Thankfully, since that time, a number of medical schools have adopted comprehensive curricula in palliative care, many of which are longitudinal across the 4 years of school, matching the evolution of the medical student’s exposure to patients. These curricula were developed in response to an action in the year 2000 by the Liaison Committee on Medical Education, which implemented guidelines on the inclusion of end-of-life care curricula for medical schools. At the University of New Mexico, the implementation of a palliative care curriculum improved students' comfort with dying patients and actually increased their desire for even more teaching on the subject. At the Northeastern Ohio University College of Medicine, an integrated curriculum has dramatically changed students’ view of health care and more than doubled the participation in the Palliative Care Student Interest Group. At the expert training level, the American Academy of Hospice and Palliative Medicine informs us that there are 82 active palliative medicine fellowship programs.
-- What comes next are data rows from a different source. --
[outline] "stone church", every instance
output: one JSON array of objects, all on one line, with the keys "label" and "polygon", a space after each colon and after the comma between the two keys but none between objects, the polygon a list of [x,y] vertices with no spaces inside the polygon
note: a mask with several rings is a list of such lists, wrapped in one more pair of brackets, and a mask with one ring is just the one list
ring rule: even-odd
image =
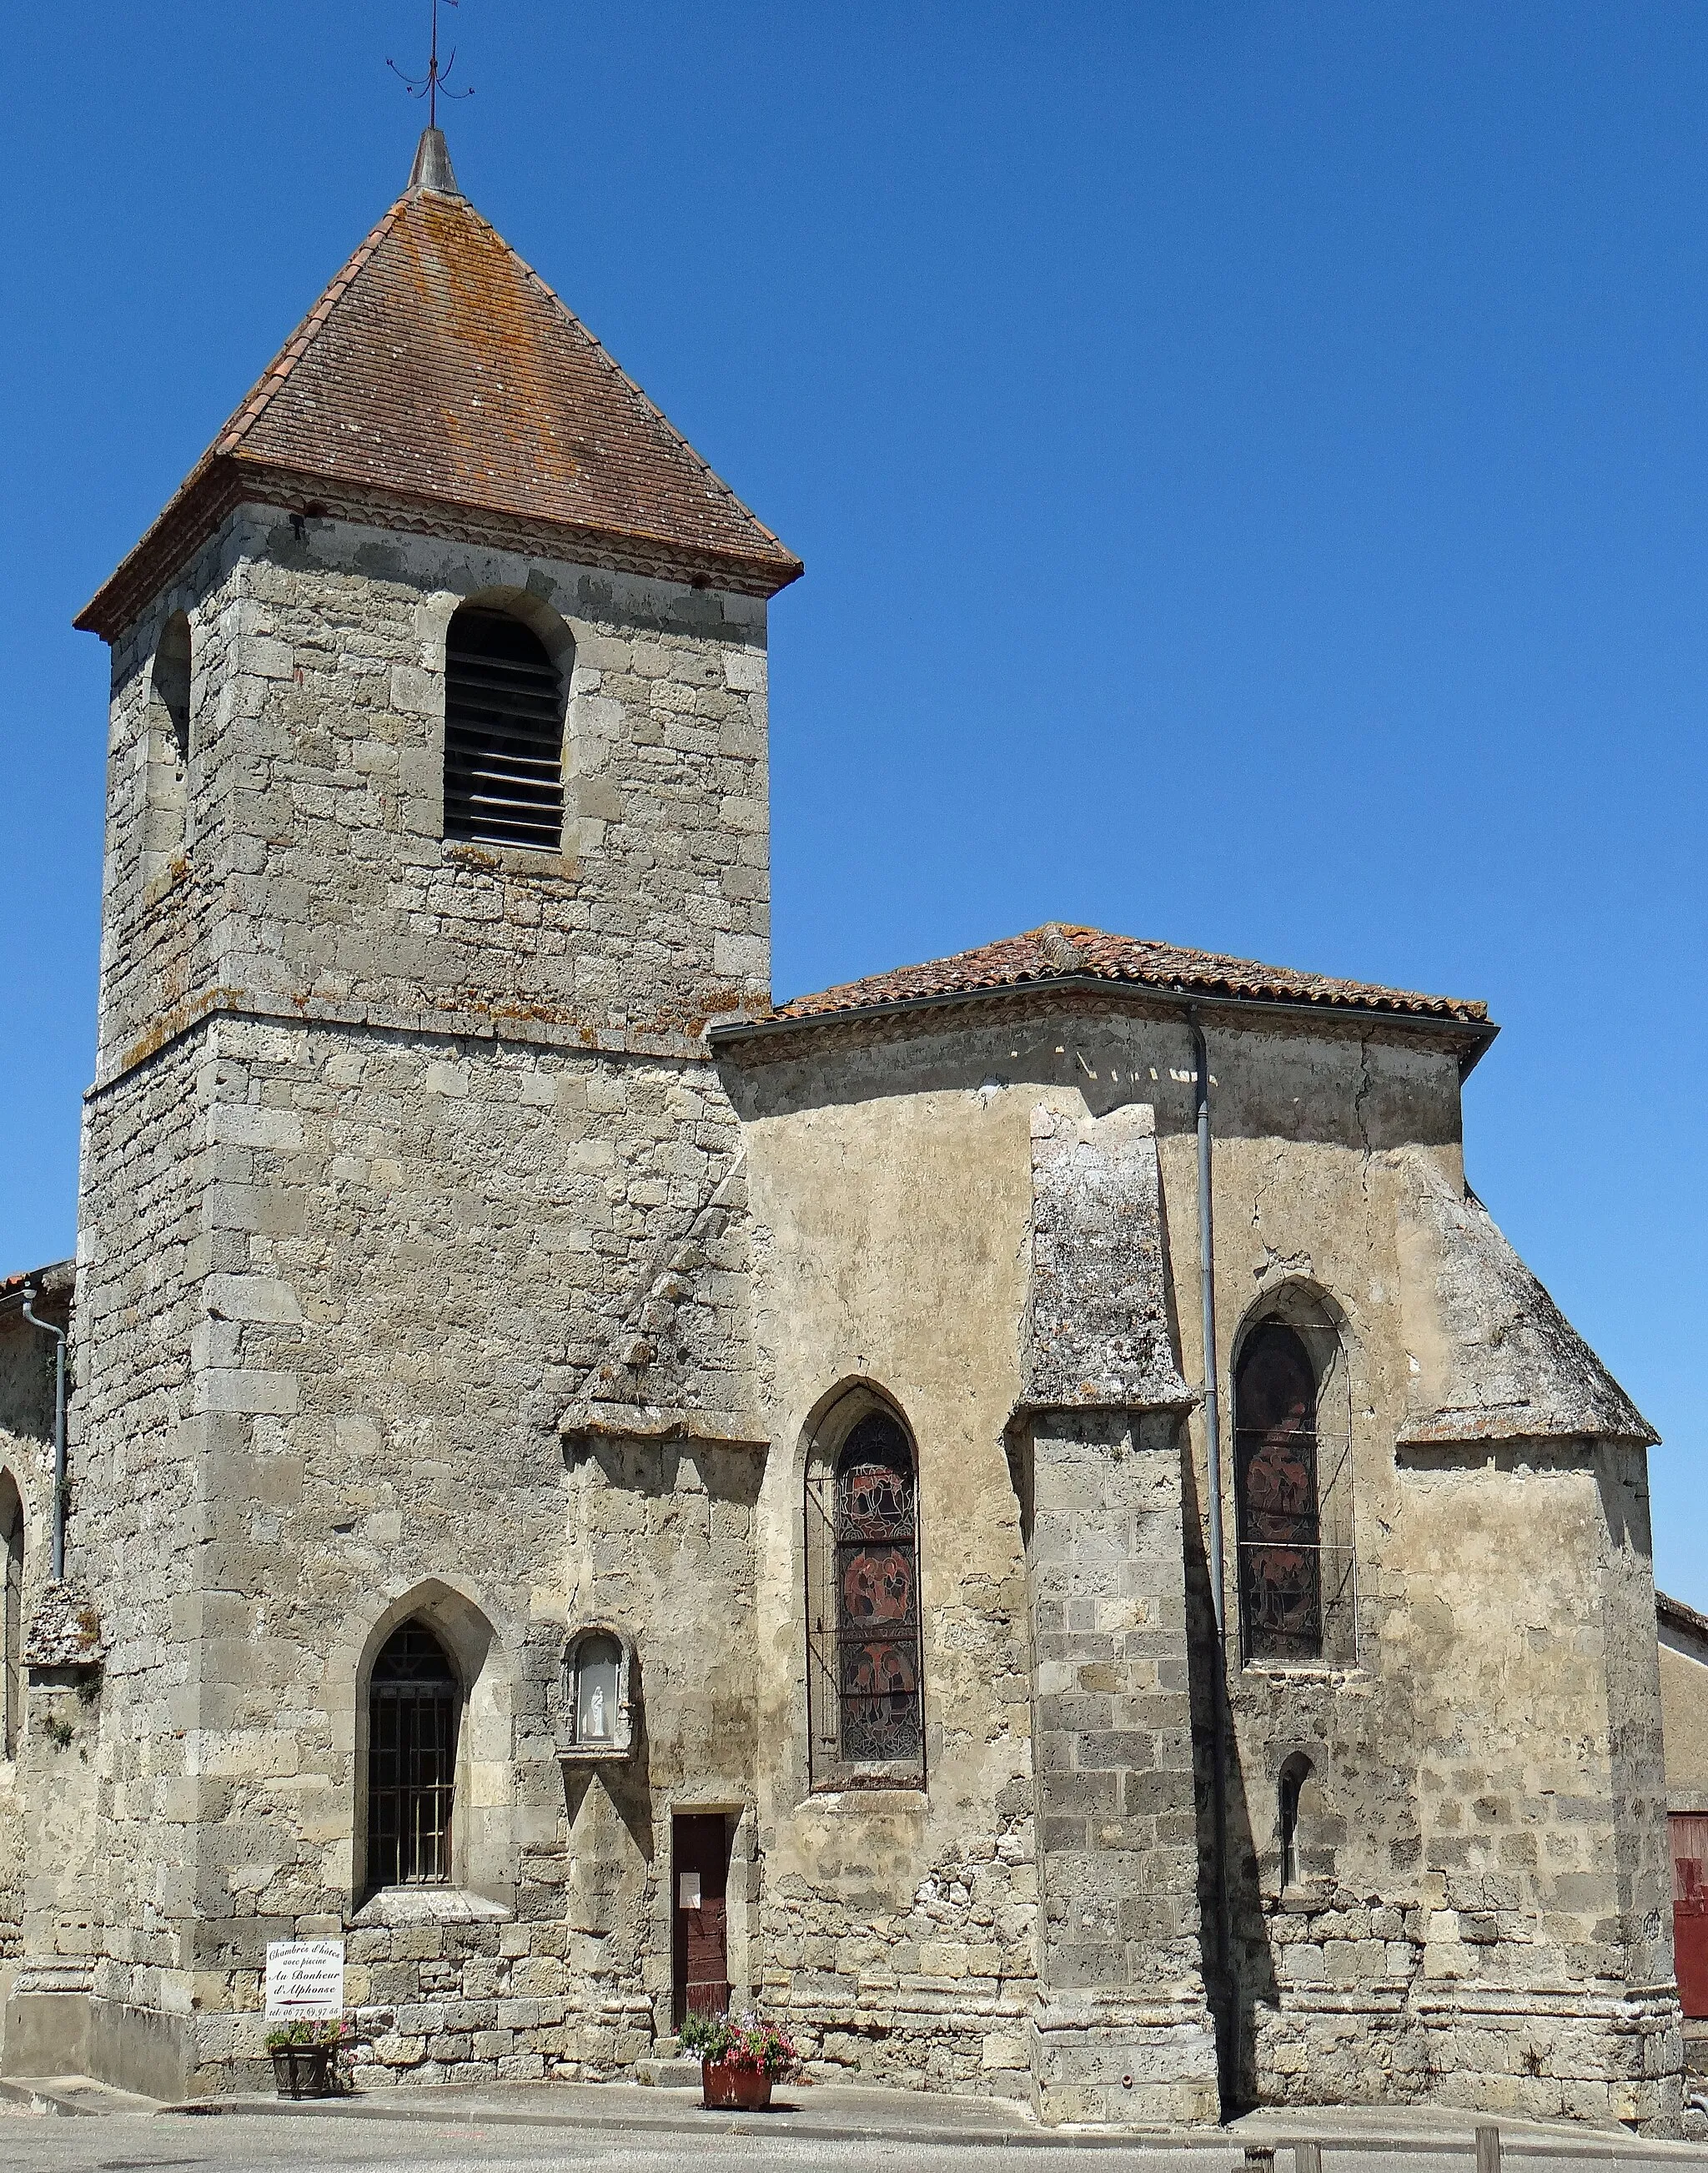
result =
[{"label": "stone church", "polygon": [[1054,925],[773,1007],[801,570],[429,132],[78,620],[8,2068],[250,2086],[324,1938],[373,2078],[729,2002],[1050,2122],[1667,2132],[1655,1437],[1466,1184],[1484,1007]]}]

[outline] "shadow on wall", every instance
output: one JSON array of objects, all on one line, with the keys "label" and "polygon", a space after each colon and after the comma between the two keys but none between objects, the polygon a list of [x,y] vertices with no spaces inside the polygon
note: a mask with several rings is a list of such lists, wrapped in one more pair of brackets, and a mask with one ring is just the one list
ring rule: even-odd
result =
[{"label": "shadow on wall", "polygon": [[619,1439],[604,1434],[577,1434],[564,1444],[564,1461],[575,1464],[584,1460],[598,1467],[606,1486],[658,1502],[670,1501],[685,1491],[681,1485],[685,1462],[692,1464],[700,1486],[708,1494],[746,1509],[758,1502],[765,1477],[765,1459],[751,1448],[724,1448],[700,1440],[643,1441],[633,1435]]},{"label": "shadow on wall", "polygon": [[[1262,1871],[1252,1825],[1244,1768],[1229,1730],[1227,1757],[1227,1881],[1231,1967],[1220,1958],[1216,1906],[1215,1613],[1210,1602],[1210,1563],[1204,1551],[1204,1505],[1192,1437],[1180,1430],[1181,1506],[1186,1535],[1186,1649],[1192,1694],[1192,1762],[1198,1812],[1199,1928],[1204,1947],[1204,1988],[1215,2017],[1216,2053],[1224,2114],[1249,2111],[1258,2102],[1254,2057],[1257,2009],[1280,1998],[1274,1954],[1264,1913]],[[1228,1604],[1234,1604],[1230,1591]],[[1230,1620],[1230,1636],[1233,1625]]]}]

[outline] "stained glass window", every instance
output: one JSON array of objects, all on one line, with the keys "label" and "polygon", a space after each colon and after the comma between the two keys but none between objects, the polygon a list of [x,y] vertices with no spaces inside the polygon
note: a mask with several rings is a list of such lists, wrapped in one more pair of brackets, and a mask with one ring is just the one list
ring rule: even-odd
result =
[{"label": "stained glass window", "polygon": [[919,1566],[913,1457],[883,1412],[864,1418],[836,1460],[837,1661],[842,1755],[919,1751]]},{"label": "stained glass window", "polygon": [[1234,1379],[1240,1612],[1248,1658],[1315,1659],[1323,1649],[1317,1376],[1301,1337],[1269,1320]]}]

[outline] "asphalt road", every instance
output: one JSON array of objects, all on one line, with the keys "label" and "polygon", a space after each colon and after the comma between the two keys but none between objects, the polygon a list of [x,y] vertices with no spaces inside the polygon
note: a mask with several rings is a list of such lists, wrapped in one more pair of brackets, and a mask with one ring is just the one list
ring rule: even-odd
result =
[{"label": "asphalt road", "polygon": [[[1285,2158],[1283,2164],[1285,2165]],[[359,2166],[364,2173],[509,2173],[509,2169],[553,2166],[575,2173],[679,2173],[688,2165],[702,2173],[860,2173],[872,2166],[905,2166],[908,2173],[1230,2173],[1243,2169],[1244,2154],[1228,2150],[1143,2154],[1127,2151],[1064,2151],[965,2143],[933,2146],[897,2140],[824,2142],[805,2137],[637,2135],[633,2141],[597,2131],[563,2127],[439,2126],[424,2121],[244,2118],[186,2119],[119,2114],[67,2120],[19,2115],[0,2120],[0,2167],[30,2173],[318,2173],[321,2167]],[[1337,2166],[1336,2173],[1342,2173]],[[1347,2170],[1350,2173],[1350,2169]],[[1528,2169],[1527,2169],[1528,2173]],[[1583,2173],[1583,2169],[1574,2169]]]},{"label": "asphalt road", "polygon": [[[1615,2162],[1633,2173],[1645,2162],[1678,2169],[1689,2162],[1676,2146],[1636,2159],[1626,2143],[1617,2161],[1596,2149],[1589,2136],[1574,2138],[1569,2153],[1534,2145],[1510,2149],[1506,2173],[1594,2173],[1598,2162]],[[1292,2173],[1291,2153],[1276,2153],[1277,2173]],[[1391,2152],[1336,2148],[1324,2154],[1329,2173],[1472,2173],[1468,2151]],[[1708,2166],[1708,2149],[1697,2162]],[[579,2132],[563,2126],[523,2127],[464,2122],[214,2116],[122,2113],[69,2119],[13,2113],[0,2117],[0,2168],[5,2173],[318,2173],[361,2167],[364,2173],[509,2173],[509,2169],[552,2166],[563,2173],[597,2167],[600,2173],[679,2173],[692,2164],[703,2173],[863,2173],[870,2167],[903,2167],[908,2173],[1232,2173],[1244,2169],[1238,2145],[1198,2145],[1183,2150],[1093,2150],[1025,2141],[993,2146],[967,2141],[921,2143],[900,2138],[821,2141],[786,2133],[727,2133],[698,2136],[609,2130]]]}]

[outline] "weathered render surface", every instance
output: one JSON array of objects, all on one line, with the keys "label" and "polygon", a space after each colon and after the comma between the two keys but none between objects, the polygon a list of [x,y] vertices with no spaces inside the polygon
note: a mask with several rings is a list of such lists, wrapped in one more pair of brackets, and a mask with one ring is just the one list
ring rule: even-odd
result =
[{"label": "weathered render surface", "polygon": [[[62,1767],[64,1746],[47,1733],[50,1700],[27,1706],[24,1638],[32,1614],[55,1596],[52,1577],[53,1364],[51,1336],[24,1317],[26,1293],[40,1318],[63,1328],[72,1302],[72,1266],[57,1262],[0,1285],[0,1523],[6,1527],[5,1586],[0,1594],[0,1996],[9,1993],[24,1950],[24,1822],[49,1773]],[[8,1482],[9,1481],[9,1486]],[[33,1723],[45,1740],[32,1744]]]},{"label": "weathered render surface", "polygon": [[[1480,1007],[1052,928],[771,1011],[764,598],[798,566],[451,202],[382,222],[87,622],[58,1590],[42,1354],[0,1308],[7,2066],[249,2082],[268,1942],[342,1934],[364,2073],[630,2071],[683,1994],[675,1821],[709,1814],[732,1996],[822,2073],[1052,2121],[1434,2097],[1664,2130],[1651,1436],[1465,1189]],[[550,349],[537,505],[490,313],[441,277],[465,247]],[[503,504],[385,437],[410,251],[438,314],[398,352]],[[315,450],[347,352],[359,460]],[[597,472],[619,439],[663,448],[654,502],[644,461]],[[471,601],[558,668],[561,851],[445,835]],[[1213,1632],[1194,1022],[1216,1370],[1266,1321],[1319,1353],[1308,1663],[1252,1656],[1231,1537]],[[805,1490],[880,1410],[917,1457],[907,1786],[816,1766],[809,1728]],[[388,1886],[369,1686],[412,1622],[458,1685],[451,1859]],[[627,1655],[621,1756],[571,1740],[582,1631]]]},{"label": "weathered render surface", "polygon": [[[1462,1222],[1433,1205],[1455,1186],[1463,1197],[1457,1055],[1399,1025],[1374,1032],[1350,1022],[1258,1025],[1208,1010],[1205,1022],[1221,1232],[1220,1371],[1226,1381],[1252,1322],[1285,1313],[1301,1292],[1337,1324],[1338,1400],[1319,1423],[1325,1434],[1339,1429],[1350,1459],[1355,1634],[1341,1663],[1242,1665],[1231,1568],[1236,1974],[1228,1986],[1206,1987],[1200,1978],[1194,1994],[1183,1965],[1172,1982],[1188,2002],[1207,1990],[1219,2005],[1231,2041],[1232,2087],[1245,2100],[1440,2096],[1664,2125],[1679,2106],[1678,2023],[1668,1988],[1641,1443],[1580,1436],[1521,1445],[1506,1437],[1511,1421],[1503,1403],[1486,1444],[1407,1445],[1423,1368],[1463,1380],[1480,1362],[1474,1343],[1455,1340],[1451,1321],[1439,1324],[1440,1290],[1456,1276],[1483,1272],[1491,1249],[1503,1270],[1511,1260],[1504,1241],[1491,1245],[1479,1211]],[[1052,1001],[1029,990],[999,1007],[922,1010],[870,1023],[844,1017],[813,1032],[803,1022],[768,1039],[743,1042],[732,1030],[719,1047],[726,1075],[734,1079],[740,1065],[731,1091],[748,1137],[756,1212],[768,1228],[762,1286],[786,1289],[786,1302],[768,1302],[800,1334],[805,1351],[834,1354],[821,1379],[846,1372],[881,1383],[922,1440],[933,1437],[936,1421],[930,1405],[919,1408],[916,1384],[946,1355],[968,1386],[978,1383],[981,1399],[1000,1400],[989,1378],[999,1346],[963,1356],[960,1338],[963,1324],[983,1311],[969,1259],[982,1259],[988,1248],[1012,1264],[1005,1302],[1014,1325],[1005,1324],[1004,1335],[1012,1336],[1014,1356],[999,1377],[1010,1409],[999,1431],[1019,1485],[1010,1479],[1001,1515],[1010,1560],[1025,1561],[1043,1528],[1042,1511],[1025,1498],[1027,1486],[1039,1483],[1039,1454],[1047,1469],[1070,1454],[1079,1459],[1059,1463],[1064,1499],[1073,1498],[1073,1470],[1086,1468],[1085,1428],[1059,1440],[1061,1420],[1034,1415],[1032,1405],[1124,1400],[1135,1414],[1132,1425],[1144,1430],[1102,1422],[1113,1472],[1115,1445],[1131,1456],[1135,1439],[1159,1439],[1157,1407],[1190,1402],[1183,1388],[1202,1378],[1185,1019],[1161,1005]],[[1153,1124],[1154,1219],[1133,1209],[1130,1242],[1112,1250],[1113,1205],[1144,1197]],[[1069,1181],[1100,1135],[1108,1148],[1083,1167],[1083,1181]],[[773,1210],[773,1198],[786,1205]],[[1428,1203],[1423,1210],[1420,1199]],[[1059,1330],[1064,1257],[1074,1260],[1084,1307]],[[1103,1264],[1111,1260],[1120,1266],[1118,1285]],[[951,1270],[965,1293],[953,1315],[940,1302]],[[1115,1302],[1118,1287],[1125,1295]],[[868,1308],[887,1311],[887,1333],[827,1338],[815,1308],[823,1303],[817,1294],[832,1291],[839,1299],[858,1293]],[[906,1306],[904,1335],[894,1318],[897,1293],[918,1299]],[[1433,1341],[1414,1331],[1420,1316]],[[1113,1324],[1105,1340],[1094,1325],[1101,1318]],[[1172,1362],[1155,1340],[1159,1321]],[[1529,1399],[1571,1413],[1581,1408],[1571,1399],[1586,1393],[1576,1356],[1581,1346],[1572,1339],[1568,1361],[1554,1367],[1557,1323],[1538,1291],[1528,1312],[1509,1316],[1508,1334],[1533,1339]],[[1588,1391],[1600,1399],[1596,1410],[1619,1416],[1629,1409],[1604,1376]],[[1432,1383],[1425,1393],[1433,1411],[1442,1399]],[[810,1410],[805,1397],[804,1381],[802,1412]],[[1141,1421],[1137,1415],[1147,1408],[1153,1415]],[[1030,1450],[1024,1463],[1012,1453],[1016,1415]],[[791,1413],[785,1437],[804,1423]],[[1188,1626],[1177,1640],[1177,1677],[1161,1687],[1183,1689],[1189,1674],[1194,1693],[1204,1866],[1193,1942],[1210,1955],[1214,1658],[1202,1426],[1200,1411],[1188,1421],[1190,1454],[1176,1467],[1184,1591],[1172,1600],[1158,1594],[1156,1604],[1161,1620],[1183,1607],[1179,1619]],[[993,1445],[998,1432],[992,1428]],[[993,1486],[1009,1474],[999,1473],[994,1459],[970,1464],[958,1445],[951,1462],[967,1470],[985,1513],[994,1514],[1002,1497],[993,1498]],[[1135,1459],[1134,1468],[1145,1462]],[[1225,1479],[1224,1520],[1232,1533],[1226,1467]],[[1083,1551],[1062,1573],[1089,1581],[1081,1618],[1089,1633],[1095,1580],[1111,1573],[1111,1558],[1094,1537],[1109,1513],[1107,1499],[1089,1475],[1085,1483],[1091,1491],[1075,1512]],[[1038,1519],[1031,1541],[1028,1517]],[[1171,1800],[1190,1809],[1189,1793],[1177,1787],[1170,1798],[1161,1785],[1167,1730],[1148,1749],[1131,1731],[1112,1749],[1111,1736],[1096,1742],[1095,1725],[1116,1709],[1098,1701],[1124,1701],[1133,1711],[1141,1696],[1156,1694],[1118,1669],[1112,1674],[1115,1663],[1102,1648],[1047,1655],[1037,1610],[1048,1603],[1038,1576],[1034,1566],[1035,1750],[1043,1740],[1038,1731],[1049,1725],[1048,1701],[1069,1675],[1083,1680],[1064,1707],[1067,1723],[1053,1751],[1063,1779],[1041,1764],[1034,1772],[1035,1819],[1055,1818],[1044,1809],[1051,1791],[1083,1773],[1074,1816],[1080,1805],[1104,1809],[1102,1825],[1089,1831],[1107,1836],[1096,1846],[1107,1876],[1124,1880],[1129,1896],[1166,1894],[1173,1876],[1166,1857],[1144,1855],[1150,1844],[1141,1838],[1140,1852],[1123,1858],[1135,1847],[1134,1829],[1108,1814],[1135,1799],[1127,1791],[1142,1793],[1147,1813]],[[1043,1634],[1056,1628],[1050,1618]],[[969,1707],[956,1685],[957,1718],[978,1713],[983,1700],[976,1689],[974,1697]],[[1076,1732],[1081,1714],[1089,1753]],[[993,1715],[993,1734],[995,1725]],[[1100,1769],[1090,1761],[1104,1750],[1115,1762]],[[1284,1892],[1277,1790],[1283,1766],[1301,1755],[1313,1775],[1300,1836],[1302,1876]],[[1070,1848],[1078,1831],[1064,1823],[1046,1836],[1035,1824],[1032,1847],[1046,1895],[1051,1837]],[[1081,1875],[1071,1856],[1061,1875]],[[1026,1993],[1047,2019],[1051,1972],[1082,1970],[1052,1954],[1047,1914],[1037,1937],[1040,1979]],[[1123,1965],[1112,1940],[1101,1944],[1107,1982]],[[1166,1951],[1163,1943],[1156,1953]],[[1178,2010],[1170,2026],[1180,2026]],[[1070,2079],[1053,2073],[1046,2056],[1033,2064],[1047,2113],[1086,2109],[1087,2100],[1070,2094]],[[1108,2072],[1098,2079],[1107,2082]],[[1113,2079],[1131,2102],[1125,2079],[1134,2076],[1140,2087],[1144,2074],[1135,2056]],[[1206,2076],[1213,2088],[1214,2062],[1200,2057],[1181,2078],[1177,2104]]]},{"label": "weathered render surface", "polygon": [[1708,1619],[1657,1595],[1667,1808],[1708,1814]]},{"label": "weathered render surface", "polygon": [[[749,1119],[755,1300],[773,1369],[761,1988],[832,2070],[1024,2091],[1037,1863],[1025,1564],[1003,1430],[1026,1293],[1028,1113],[951,1092],[791,1098],[773,1113],[770,1068],[724,1069]],[[822,1424],[875,1387],[919,1444],[926,1785],[815,1793],[802,1475]]]}]

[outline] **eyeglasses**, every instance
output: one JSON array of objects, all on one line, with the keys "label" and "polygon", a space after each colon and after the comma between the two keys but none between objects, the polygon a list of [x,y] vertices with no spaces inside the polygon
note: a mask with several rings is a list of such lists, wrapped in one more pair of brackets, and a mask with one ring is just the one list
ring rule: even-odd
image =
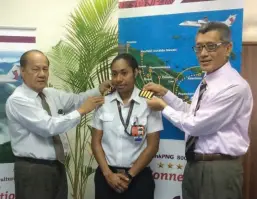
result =
[{"label": "eyeglasses", "polygon": [[219,43],[207,43],[207,44],[197,44],[196,46],[193,46],[193,50],[196,53],[202,52],[203,48],[207,50],[207,52],[214,52],[217,50],[217,48],[222,44],[227,44],[228,42],[219,42]]}]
But our health care system has lagged. The incentives to focus on quality instead of quantity of years, on high-touch instead of high-tech care for the acutely and chronically ill are still inadequate, and the curative model still reigns. Payment schemes and multi-disciplinary team models need to be built so that when the choice for palliative care or hospice is considered, which is usually much earlier than current trends, the decision is influenced by the right reasons and financial barriers don’t get in the way of the right course. The changes in the residency work hour rules have elicited a widespread, almost consensus-like groan among the academic hospital and physician community. But they have also prompted a healthy debate about what constitutes thorough medical education and training. We should take this opportunity to ensure that palliative care is more comprehensively included in graduate medical education. Just like the medical care we provide to cure disease, the care that we render to relieve suffering and improve quality of life on the physical, mental, and social planes, is complex and challenging to learn; and, most importantly, it lies at the core of our mission as physicians.